Enterprise Integration Zone is brought to you in partnership with:

Ayende Rahien is working for Hibernating Rhinos LTD, a Israeli based company producing developer productivity tools for OLTP applications such as NHibernate Profiler (nhprof.com), Linq to SQL Profiler(l2sprof.com), Entity Framework Profiler (efprof.com) and more. Ayende is a DZone MVB and is not an employee of DZone and has posted 451 posts at DZone. You can read more from them at their website. View Full User Profile

Just Drop to Binary if You're Going to Compress Your JSON

09.18.2013
| 12687 views |
  • submit to reddit

This post was written at 5:30AM.  I had this thought while doing research for another post, and I couldn’t really let it go.

XML, as a text base format, is really wasteful in space. But that wasn’t what really made it lose its shine. That happened when it became so complex that it stopped being human readable.

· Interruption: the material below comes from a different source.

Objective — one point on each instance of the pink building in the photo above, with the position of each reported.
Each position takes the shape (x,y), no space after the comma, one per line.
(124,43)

For example, I give you:

 <?xml version="1.0" encoding="UTF-8" ?>

   <SOAP-ENV:Envelope

   xmlns:xsi="http://www.w3.org/1999/XMLSchema-instance"

    xmlns:xsd="http://www.w3.org/1999/XMLSchema"

    xmlns:SOAP-ENV="http://schemas.xmlsoap.org/soap/envelope/">

    <SOAP-ENV:Body>

        <ns1:getEmployeeDetailsResponse

         xmlns:ns1="urn:MySoapServices"

         SOAP-ENV:encodingStyle="http://schemas.xmlsoap.org/soap/encoding/">

            <return xsi:type="ns1:EmployeeContactDetail">

                <employeeName xsi:type="xsd:string">Bill Posters</employeeName>

                <phoneNumber xsi:type="xsd:string">+1-212-7370194</phoneNumber>

                <tempPhoneNumber

                 xmlns:ns2="http://schemas.xmlsoap.org/soap/encoding/"

                 xsi:type="ns2:Array"

                 ns2:arrayType="ns1:TemporaryPhoneNumber[3]">

                    <item xsi:type="ns1:TemporaryPhoneNumber">

                        <startDate xsi:type="xsd:int">37060</startDate>

                        <endDate xsi:type="xsd:int">37064</endDate>

                        <phoneNumber xsi:type="xsd:string">+1-515-2887505</phoneNumber>

                    </item>

                    <item xsi:type="ns1:TemporaryPhoneNumber">

                        <startDate xsi:type="xsd:int">37074</startDate>

                        <endDate xsi:type="xsd:int">37078</endDate>

                        <phoneNumber xsi:type="xsd:string">+1-516-2890033</phoneNumber>

                    </item>

                    <item xsi:type="ns1:TemporaryPhoneNumber">

                        <startDate xsi:type="xsd:int">37088</startDate>

                        <endDate xsi:type="xsd:int">37092</endDate>

                        <phoneNumber xsi:type="xsd:string">+1-212-7376609</phoneNumber>

                    </item>

                </tempPhoneNumber>

            </return>

        </ns1:getEmployeeDetailsResponse>

    </SOAP-ENV:Body>

 /SOAP-ENV:Envelope>

After XML was banished from the company of respectable folks, we had JSON show up and entertain us. It is smaller and more concise than XML, and so far it has resisted the efforts to make it into some sort of a uber-complex enterprise-y tool.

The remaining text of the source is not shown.